Helena, filha dum arquitecto cuja linhagem remonta a Pedro o Grande, bisneta do marechal de campo Mikail Kutuzov (1745-1813) que derrotou Napoleão, sobrinha neta de M. P. Mussorgsky, foi uma alma bem luminosa, muito dotada intelectual e artisticamente, nomeadamente como pianista Desde muito cedo, sentiu e teve uma ligação com Mestres Espirituais que a guiaram invisivelmente ao longo da vida. Era muito bela, possuidora de uma nobreza e de um requinte elevados. Foi abordada por pessoas muito ricas, mas estava interessada no mundo da beleza, da filosofia e da criatividade, e por isso casou com Nicholas Roerich, na altura um artista ainda pouco conhecido, mas que mais tarde se tornou mundialmente famoso como pintor, viajante e mestre espiritual. Eram seres espiritualmente próximos, as aspirações convergiam para a compreensão e aprofundamento da filosofia, especialmente da filosofia oriental, o conhecimento esotérico, o desenvolvimento evolutivo da humanidade.
Dum casamento muito feliz nasceram dois filhos, George (ou Yuri, nascido em 1902, notável linguista e orientalista) e Svetoslav (1904, pintor - e a ele devemos vários retratos dos pais -, e que casará com Devika Rani, actriz do cinema indiano e bisneta do grande poeta e mestre Rabindranath Tagore. Ambos louvarão muito a escola aberta em que viviam, com orientação sábia da mãe em relação às impulsões e necessidades próprias do desabrochar de cada um deles.
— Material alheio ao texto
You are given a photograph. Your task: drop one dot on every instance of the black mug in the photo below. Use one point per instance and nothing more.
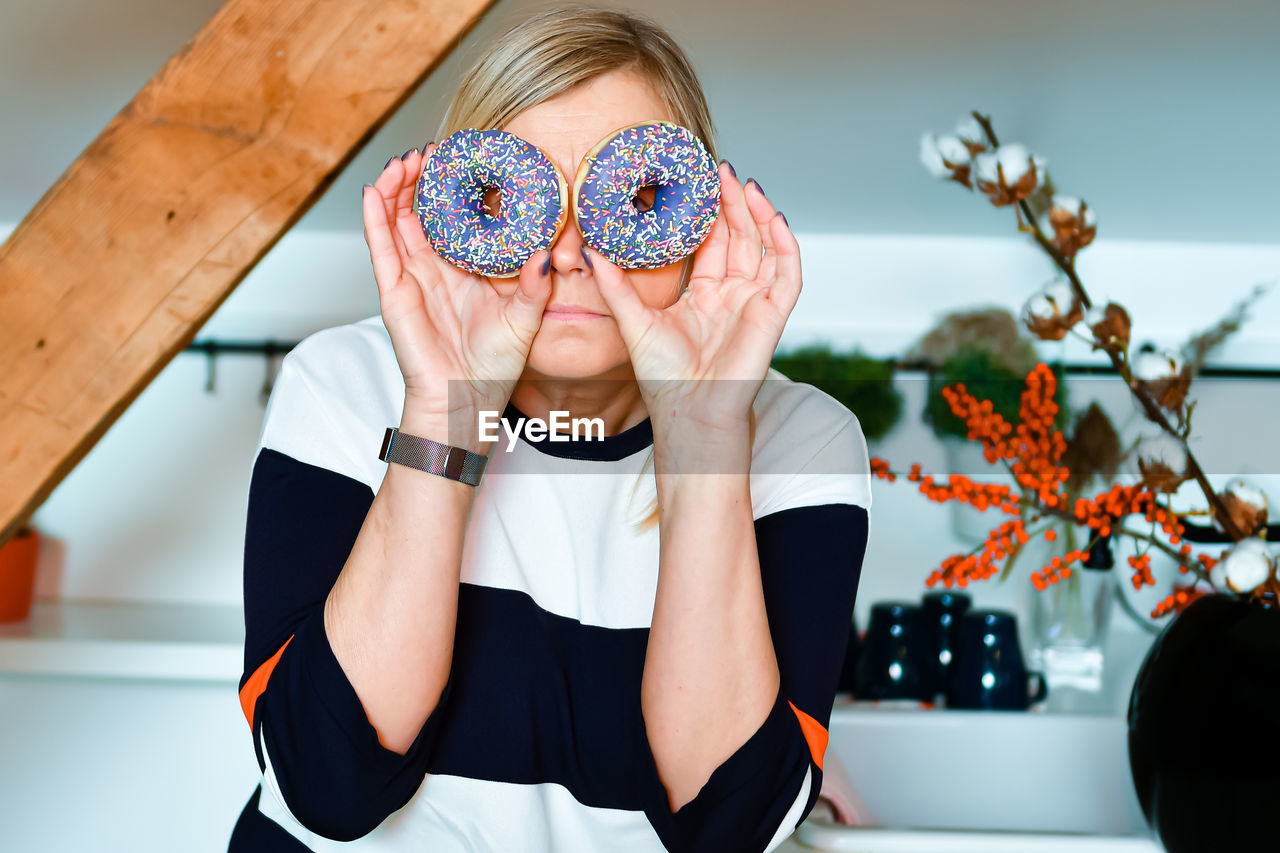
(990, 674)
(942, 615)
(892, 655)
Em 1916 tiveram de partir para a Finlândia, que era então parte da Rússia, por causa de Nicholai ter contraído uma pneumonia, e depois, com a revolução bolchevique de 1917, não puderam regressar a São Petersburgo, e viajaram para a Europa, tendo sido convidados, para partirem em 1920 para os EUA, onde se organizou uma exposição de pinturas de Nicholai Roerich que percorreu muitas cidades com grande sucesso. Mais tarde, em Nova Iorque foi criado, pela primeira vez no mundo, um museu de um artista num arranha-céus, o Masterbuildings, no qual os Roerichs desenvolveram uma grande atividade artística e espiritual: foi criada uma escola artística e pintados muitos quadros, foram atraídos artistas e músicos, foram criadas várias organizações, tão brilhante era a irradiação de ambos. Mas a mola principal de todas as actividades e esforços era Helena. Mesmo na sua obra Nicholai Roerich pensava que sob os seus quadros deviam ser colocados dois nomes, porque Helena sentia subtilmente a combinação de cores e muitos temas eram motivados pelos seus sonhos e visões.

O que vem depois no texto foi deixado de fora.